Link appears to find some comfort in the idea, but Zelda does not. "That's not - I don't want -" The words tangle up together and she's left shaking her head, ashamed and revolted, but worst of all, relieved.

Because, yes, that is exactly what she'd turned him into and she'd expected Link to be angry with her, to shout and yell and blame her for what she has wrought within him. She has claimed him not just in this life, but in the next, and the next, far into the distant future should there ever be an end to the cycle. A cruel way to repay the faith she'd had in him, knowing without a shadow of a doubt that he would help her save this world. He should be angry with her.

She is relieved because she can feel the future looming ahead of them like a dark cloud, knows on some level that the peace will only last so long and that one day, in a new life as different people, they will have to do this all over again.

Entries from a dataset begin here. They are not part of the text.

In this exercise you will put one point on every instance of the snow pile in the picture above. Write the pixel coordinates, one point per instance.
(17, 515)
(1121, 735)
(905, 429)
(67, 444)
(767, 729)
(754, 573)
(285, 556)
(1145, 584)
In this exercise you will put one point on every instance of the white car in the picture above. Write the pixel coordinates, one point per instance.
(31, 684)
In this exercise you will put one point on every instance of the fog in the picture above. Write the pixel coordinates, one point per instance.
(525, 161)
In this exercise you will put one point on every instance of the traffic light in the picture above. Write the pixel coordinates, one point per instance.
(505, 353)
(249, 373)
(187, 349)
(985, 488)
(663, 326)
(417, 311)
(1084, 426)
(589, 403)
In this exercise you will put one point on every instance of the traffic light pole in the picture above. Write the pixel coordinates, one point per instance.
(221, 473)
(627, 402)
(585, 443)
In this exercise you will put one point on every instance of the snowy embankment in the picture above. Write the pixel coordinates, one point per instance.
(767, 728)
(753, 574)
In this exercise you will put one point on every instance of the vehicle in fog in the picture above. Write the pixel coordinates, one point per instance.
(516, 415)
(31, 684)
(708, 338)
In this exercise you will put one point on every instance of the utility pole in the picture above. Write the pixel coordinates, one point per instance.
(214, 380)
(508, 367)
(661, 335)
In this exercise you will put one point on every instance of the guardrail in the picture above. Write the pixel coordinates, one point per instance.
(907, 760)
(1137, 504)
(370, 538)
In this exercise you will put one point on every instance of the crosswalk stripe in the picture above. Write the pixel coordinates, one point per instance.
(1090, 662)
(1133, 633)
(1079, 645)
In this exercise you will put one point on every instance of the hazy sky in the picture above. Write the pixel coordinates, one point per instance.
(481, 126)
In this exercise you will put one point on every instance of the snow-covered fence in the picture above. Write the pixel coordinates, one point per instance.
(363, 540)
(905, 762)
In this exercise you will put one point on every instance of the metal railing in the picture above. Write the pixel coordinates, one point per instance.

And she won't have to do it alone, because Link will be there. He'll be a different person, a new face to share with her own, but he will rise as the Chosen Hero.

Yet as relieved as she is, she knows it won't be from his choice. As the Goddess she had decided on this life, and that surety lingers yet at her core, but Link...he didn't have a choice. Not like she did.

"It's not right," Zelda whispers, unable to hold the words back, head bowed as her eyes begin to burn with coming tears. "I used you and it was awful, and I tell you I'm still using you, that it's going to continue for how many lives, and you're honestly okay with that?"

"Yes." Link says quietly. "And I wouldn't have it any other way."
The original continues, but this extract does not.